L’assalto alla green economy

ElicoArena“Il settore delle energie rinnovabili, essendo un contesto di grosso rilievo economico, non poteva non suscitare gli interessi della mafia”. Sono le parole del procuratore capo di Palermo, Francesco Messineo, a conclusione dell’operazione Mandamento, che nel 2012 ha portato all’arresto di sei persone accusate di lavorare per la famiglia mafiosa della provincia di Trapani e di favorire la latitanza del super ricercato Matteo Messina Denaro. Parole che, da sole, spiegano bene il fenomeno delle infiltrazioni criminali nel business delle energie pulite.

Una verità scontata, specialmente in una terra in cui la criminalità organizzata, dimostrando un fiuto eccezionale, ha sempre orientato i propri affari verso i settori economici più redditizi, fossero essi illegali o perfettamente legali.

Legambiente ha sempre raccontato le storie dei parchi eolici dei clan, così come le vicende di corruzione che hanno inquinato anche il settore dell’energia solare. Lo ha fatto e continua a farlo, convinta che si debba sempre distinguere tra affari sporchi e affari leciti, senza bieche strumentalizzazioni da parte di chi vorrebbe affossare le energie rinnovabili. Ma, soprattutto, con l’obiettivo di definire un sistema di regole in grado di garantire la piena trasparenza rispetto agli incentivi, alle autorizzazioni e ai soggetti titolati ad accedervi, rafforzando e rendendo così quanto più impermeabile possibile il settore delle rinnovabili dai fenomeni d’infiltrazione e di condizionamento mafioso.

Brindisi, Trapani, Messina, Catanzaro, Isola di Capo Rizzuto: è qui che le mafie in questi anni hanno trovato il terreno più fertile per seminare i loro interessi in campo energetico, ma anche dove la magistratura ha messo il freno a molti business illegali.
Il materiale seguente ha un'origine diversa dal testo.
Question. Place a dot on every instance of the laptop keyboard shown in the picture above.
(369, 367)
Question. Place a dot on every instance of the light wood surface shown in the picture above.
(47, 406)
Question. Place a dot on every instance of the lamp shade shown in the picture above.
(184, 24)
Sono infatti decine le inchieste aperte sull’assalto alla green economy da parte della criminalità organizzata, di affaristi e di politici senza scrupoli.

I risultati dell’attività investigativa confermano sostanzialmente due aspetti di questa complessa e delicata vicenda. In primo luogo, che la Sicilia è una delle regioni in cui le cosche hanno potuto penetrare più facilmente un settore in forte ascesa, complice la deregulation normativa e il fondamentale ruolo cerniera degli sviluppatori; che la scelta investigativa di concentrarsi sulla latitanza dei boss e sulla rete di fiancheggiatori ha portato alla luce quel sistema di alleanze tra mafiosi, politici, imprenditori e colletti bianchi che ha guidato l’assalto alle energie rinnovabili, sull’Isola e non solo.

Anche l’Europol si è accorta della centralità del settore delle eco energie nel riciclaggio del denaro sporco e nelle frodi ai danni dell’Unione europea e ha cominciato a mettere a fuoco il problema. “Le informazioni raccolte  – spiega nel suo rapporto del 2013 – rivelano che le organizzazioni criminali italiane investono sempre di più nei settori delle energie rinnovabili, in particolare nei parchi eolici, per profittare dei prestiti e dei generosi aiuti europei accordati agli stati membri, ciò che permette loro di ripulire i profitti delle attività criminali attraverso attività economiche legali”.